POL90: Report 2 Guide

Introduction

Imagine if we were interested in how attitudes about civil unrest in the 1970s influenced political views. To investigate, we could use the American National Election Study Timeseries to model and plot how something like the relationship between the 1972 Unrest Scale relates to feelings toward the Republican presidential candidate.

# tidyverse packages
library(tidyverse)
library(janitor)

# data translation
library(foreign)
library(haven)

# plotting
library(ggridges)
library(sjPlot)

# with sjPlot, for changing labels
library(sjlabelled)

# tables
library(stargazer)

Load data

anes <- haven::read_dta("anes_timeseries_cdf_dta/anes_timeseries_cdf_stata13.dta")

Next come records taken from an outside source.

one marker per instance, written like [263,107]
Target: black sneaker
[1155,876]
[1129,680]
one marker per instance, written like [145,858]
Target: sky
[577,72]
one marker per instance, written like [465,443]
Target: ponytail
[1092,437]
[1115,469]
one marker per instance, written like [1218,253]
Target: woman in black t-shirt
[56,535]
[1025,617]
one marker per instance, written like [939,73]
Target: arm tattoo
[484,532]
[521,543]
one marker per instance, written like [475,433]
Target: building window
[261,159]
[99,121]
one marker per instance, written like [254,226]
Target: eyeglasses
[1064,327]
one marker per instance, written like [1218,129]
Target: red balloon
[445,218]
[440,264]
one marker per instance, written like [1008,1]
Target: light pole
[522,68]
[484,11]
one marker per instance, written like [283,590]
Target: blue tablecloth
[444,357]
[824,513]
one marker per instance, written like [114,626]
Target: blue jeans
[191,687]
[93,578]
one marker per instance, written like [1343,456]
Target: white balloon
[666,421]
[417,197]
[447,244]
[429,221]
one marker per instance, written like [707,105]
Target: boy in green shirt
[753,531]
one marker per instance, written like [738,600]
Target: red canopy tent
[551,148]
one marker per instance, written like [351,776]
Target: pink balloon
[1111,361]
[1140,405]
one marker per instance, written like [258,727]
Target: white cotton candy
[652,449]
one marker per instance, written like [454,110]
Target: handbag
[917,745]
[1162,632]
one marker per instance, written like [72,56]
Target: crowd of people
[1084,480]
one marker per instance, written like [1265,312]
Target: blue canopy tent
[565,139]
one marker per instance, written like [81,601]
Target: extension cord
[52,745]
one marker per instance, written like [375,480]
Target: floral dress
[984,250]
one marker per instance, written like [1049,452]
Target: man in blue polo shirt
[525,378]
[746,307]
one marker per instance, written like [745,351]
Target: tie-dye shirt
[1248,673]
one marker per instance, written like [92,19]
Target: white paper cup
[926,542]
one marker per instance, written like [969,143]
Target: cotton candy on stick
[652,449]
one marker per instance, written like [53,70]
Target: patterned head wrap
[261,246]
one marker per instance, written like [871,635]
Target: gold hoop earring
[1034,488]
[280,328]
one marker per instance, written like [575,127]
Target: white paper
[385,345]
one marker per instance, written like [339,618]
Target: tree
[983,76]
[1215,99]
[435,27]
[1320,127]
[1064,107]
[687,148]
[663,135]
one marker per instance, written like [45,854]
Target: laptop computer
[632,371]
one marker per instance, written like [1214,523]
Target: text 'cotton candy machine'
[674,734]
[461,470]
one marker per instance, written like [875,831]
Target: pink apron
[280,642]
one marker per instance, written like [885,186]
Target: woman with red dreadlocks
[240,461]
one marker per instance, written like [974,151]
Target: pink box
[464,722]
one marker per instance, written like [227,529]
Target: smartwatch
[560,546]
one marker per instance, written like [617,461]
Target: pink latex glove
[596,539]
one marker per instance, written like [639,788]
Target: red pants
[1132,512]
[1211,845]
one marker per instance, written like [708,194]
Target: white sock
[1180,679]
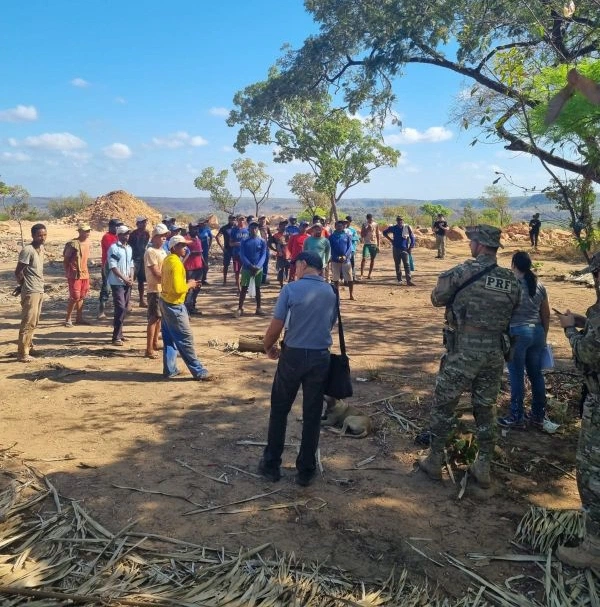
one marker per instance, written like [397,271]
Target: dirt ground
[110,432]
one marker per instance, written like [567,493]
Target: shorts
[341,269]
[139,271]
[282,263]
[78,288]
[227,257]
[154,312]
[246,276]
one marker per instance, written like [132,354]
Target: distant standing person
[138,241]
[108,239]
[30,277]
[175,324]
[153,260]
[238,233]
[534,229]
[371,241]
[76,255]
[120,279]
[278,244]
[341,252]
[403,242]
[206,238]
[252,254]
[222,239]
[440,229]
[265,233]
[303,361]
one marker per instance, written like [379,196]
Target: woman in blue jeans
[529,325]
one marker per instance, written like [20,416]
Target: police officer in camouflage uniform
[586,350]
[479,297]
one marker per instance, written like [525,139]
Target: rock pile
[120,205]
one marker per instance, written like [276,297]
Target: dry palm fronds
[66,557]
[544,529]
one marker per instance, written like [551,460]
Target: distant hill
[521,206]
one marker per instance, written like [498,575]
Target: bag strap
[340,326]
[471,281]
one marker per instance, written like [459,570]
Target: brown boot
[480,470]
[432,464]
[584,556]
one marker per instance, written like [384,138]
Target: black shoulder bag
[338,383]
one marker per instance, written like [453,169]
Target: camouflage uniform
[586,350]
[477,319]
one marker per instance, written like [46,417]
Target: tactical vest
[481,312]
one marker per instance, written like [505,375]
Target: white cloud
[80,83]
[16,156]
[118,151]
[21,113]
[222,112]
[51,141]
[434,134]
[178,140]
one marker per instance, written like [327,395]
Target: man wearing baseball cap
[108,239]
[479,297]
[175,323]
[583,333]
[138,241]
[120,279]
[76,255]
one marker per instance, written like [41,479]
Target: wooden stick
[151,492]
[212,478]
[248,499]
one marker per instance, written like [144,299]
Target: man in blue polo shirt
[341,256]
[252,256]
[403,242]
[303,361]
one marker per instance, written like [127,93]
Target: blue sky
[104,95]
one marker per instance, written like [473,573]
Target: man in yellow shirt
[175,323]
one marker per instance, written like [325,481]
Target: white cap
[175,240]
[160,229]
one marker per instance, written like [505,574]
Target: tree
[303,186]
[470,217]
[501,47]
[433,210]
[69,205]
[341,151]
[578,198]
[496,200]
[214,183]
[252,177]
[15,201]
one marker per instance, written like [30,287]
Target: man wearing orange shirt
[76,255]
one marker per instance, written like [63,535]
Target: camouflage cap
[594,265]
[488,236]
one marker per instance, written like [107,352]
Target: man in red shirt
[296,246]
[193,264]
[108,239]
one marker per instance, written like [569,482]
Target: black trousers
[297,367]
[121,296]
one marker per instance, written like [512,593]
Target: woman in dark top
[529,325]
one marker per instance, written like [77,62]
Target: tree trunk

NOTE: The haven package has a useful feature when importing the formats .dta or .sav which is that it keeps each columns label information that is stored with those data. For example we might look at the variable V201600 and we can see the @ label that tells us the question description. This is called metadata (data about our data). We can also see that the type of data is dbl+lbl. This is short for double — typical of numeric data that’s not integers — and label.

Identify column label with `sjlabelled::get_label` (without S)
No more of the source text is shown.